Una storia che ha sconvolto Roma: la gattina Elettra è morta dopo otto mesi di agonia, vittima di violenze atroci subite quando era solo una cucciola. Secondo quanto raccontato dai volontari, la micetta sarebbe stata usata da un gruppo di ragazzini come un pallone, lanciata e colpita ripetutamente mentre era ancora viva. Il ritrovamento risale a luglio 2025, nei pressi del Verano, quando un passante l’ha trovata gravemente ferita e l’ha portata al gattile. Da quel momento è iniziata una lunga lotta per la sopravvivenza, segnata da condizioni critiche e sofferenze continue.

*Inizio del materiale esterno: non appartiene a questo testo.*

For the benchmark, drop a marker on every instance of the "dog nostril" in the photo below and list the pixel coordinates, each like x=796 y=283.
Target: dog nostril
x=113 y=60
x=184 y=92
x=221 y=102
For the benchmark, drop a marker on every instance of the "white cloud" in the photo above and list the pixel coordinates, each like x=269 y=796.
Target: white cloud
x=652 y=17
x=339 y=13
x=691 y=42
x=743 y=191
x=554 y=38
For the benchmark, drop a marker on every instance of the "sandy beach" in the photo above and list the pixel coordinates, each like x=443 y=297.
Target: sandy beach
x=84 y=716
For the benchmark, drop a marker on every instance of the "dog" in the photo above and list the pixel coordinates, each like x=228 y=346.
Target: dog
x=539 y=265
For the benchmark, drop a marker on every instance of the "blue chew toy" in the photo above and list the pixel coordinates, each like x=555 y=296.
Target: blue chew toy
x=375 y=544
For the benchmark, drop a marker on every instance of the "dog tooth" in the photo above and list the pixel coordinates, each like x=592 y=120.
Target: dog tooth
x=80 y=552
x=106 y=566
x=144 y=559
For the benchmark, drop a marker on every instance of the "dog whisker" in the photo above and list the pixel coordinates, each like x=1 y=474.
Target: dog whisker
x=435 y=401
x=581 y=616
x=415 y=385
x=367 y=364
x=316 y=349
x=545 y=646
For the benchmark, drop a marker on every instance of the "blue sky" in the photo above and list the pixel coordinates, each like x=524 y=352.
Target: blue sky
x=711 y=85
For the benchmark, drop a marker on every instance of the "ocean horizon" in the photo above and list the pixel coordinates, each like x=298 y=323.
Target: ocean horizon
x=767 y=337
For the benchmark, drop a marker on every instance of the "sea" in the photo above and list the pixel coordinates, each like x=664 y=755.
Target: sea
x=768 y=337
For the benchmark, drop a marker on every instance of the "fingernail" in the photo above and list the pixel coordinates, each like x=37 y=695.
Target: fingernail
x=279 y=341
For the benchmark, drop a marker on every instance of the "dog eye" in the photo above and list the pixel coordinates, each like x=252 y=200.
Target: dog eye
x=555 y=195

Le condizioni della gattina erano disperate: oltre alle ferite su tutto il corpo, aveva riportato danni neurologici permanenti, con tremori costanti e difficoltà nello sviluppo. Nonostante le cure e l’impegno dei volontari dell’associazione Animal Welfare Odv, Elettra non è mai riuscita a riprendersi completamente. I tremolii si calmavano solo quando veniva accarezzata, ma tornavano subito dopo. Non è mai arrivata a pesare più di un chilo. Dopo mesi di tentativi, la gattina è morta, senza riuscire a superare lo shock subito.
Ora cresce la richiesta di giustizia. Per la morte della gattina non risultano al momento indagini avviate, mentre i presunti responsabili sarebbero ancora liberi. Alcuni residenti hanno lanciato una petizione e chiesto l’intervento del Garante per i diritti degli animali del Comune di Roma. “Non è solo maltrattamento, ma violenza estrema”, denunciano. Il caso riaccende il dibattito sulla tutela degli animali e sull’educazione dei più giovani, sollevando un tema che va oltre il singolo episodio: quello di una violenza che, se ignorata, rischia di ripetersi.